Mohnish Mishra who was part of Pune Warriors India team for the season, admitted to have said that franchises pay black money, in a sting operation. Mishra was caught on tape saying that franchisees paid them black money and that he had received ₹15 million from the later, among which ₹12 million was black money. He was also suspended from his team.

===Other charges===
- 9 April: Sharukh Khan, owner of the Kolkata Knight Riders, was served a notice by the Rajasthan Police for smoking in public. Khan was caught smoking on camera during a match between the Kolkata Knight Riders, the IPL team he owns, and the Rajasthan Royals on 8 April.

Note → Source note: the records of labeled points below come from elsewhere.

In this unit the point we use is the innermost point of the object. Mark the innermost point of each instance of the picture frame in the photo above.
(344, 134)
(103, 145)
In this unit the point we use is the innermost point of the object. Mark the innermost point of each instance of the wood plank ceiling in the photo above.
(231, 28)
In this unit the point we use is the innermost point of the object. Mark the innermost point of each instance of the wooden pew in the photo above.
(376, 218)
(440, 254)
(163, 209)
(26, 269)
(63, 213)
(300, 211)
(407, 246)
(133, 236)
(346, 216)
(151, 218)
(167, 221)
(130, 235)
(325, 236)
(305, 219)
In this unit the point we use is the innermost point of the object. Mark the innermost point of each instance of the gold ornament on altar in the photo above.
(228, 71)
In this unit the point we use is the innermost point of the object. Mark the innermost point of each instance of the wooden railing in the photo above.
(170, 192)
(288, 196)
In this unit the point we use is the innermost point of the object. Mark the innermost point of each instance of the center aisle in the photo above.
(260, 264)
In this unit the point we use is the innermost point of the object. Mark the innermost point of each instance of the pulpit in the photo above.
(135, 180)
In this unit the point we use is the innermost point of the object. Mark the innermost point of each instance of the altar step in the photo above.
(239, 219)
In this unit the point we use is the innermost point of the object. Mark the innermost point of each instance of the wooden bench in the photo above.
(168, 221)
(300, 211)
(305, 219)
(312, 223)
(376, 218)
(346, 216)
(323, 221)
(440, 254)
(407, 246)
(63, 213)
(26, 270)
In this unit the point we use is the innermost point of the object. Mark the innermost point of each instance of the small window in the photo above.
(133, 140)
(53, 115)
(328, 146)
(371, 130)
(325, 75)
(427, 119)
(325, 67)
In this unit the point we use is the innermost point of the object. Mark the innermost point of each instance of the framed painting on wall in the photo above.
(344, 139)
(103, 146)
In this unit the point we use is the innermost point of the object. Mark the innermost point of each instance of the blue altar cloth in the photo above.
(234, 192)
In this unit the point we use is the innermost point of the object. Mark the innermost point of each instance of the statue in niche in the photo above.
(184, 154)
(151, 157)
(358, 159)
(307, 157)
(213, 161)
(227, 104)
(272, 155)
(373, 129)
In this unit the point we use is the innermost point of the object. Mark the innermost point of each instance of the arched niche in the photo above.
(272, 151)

- 16 May: Shahrukh Khan, owner of the Kolkata Knight Riders, received a five-year ban from the Wankhede Stadium for arguing with security at the ground after a match.
- 18 May: Luke Pomersbach, a Royal Challengers Bangalore batsman, was arrested on charges of molesting an American woman. He was later granted interim bail.
- 20 May: Rahul Sharma and Wayne Parnell, Pune Warriors India players, were detained by Mumbai Police along with hundreds at a rave party bust.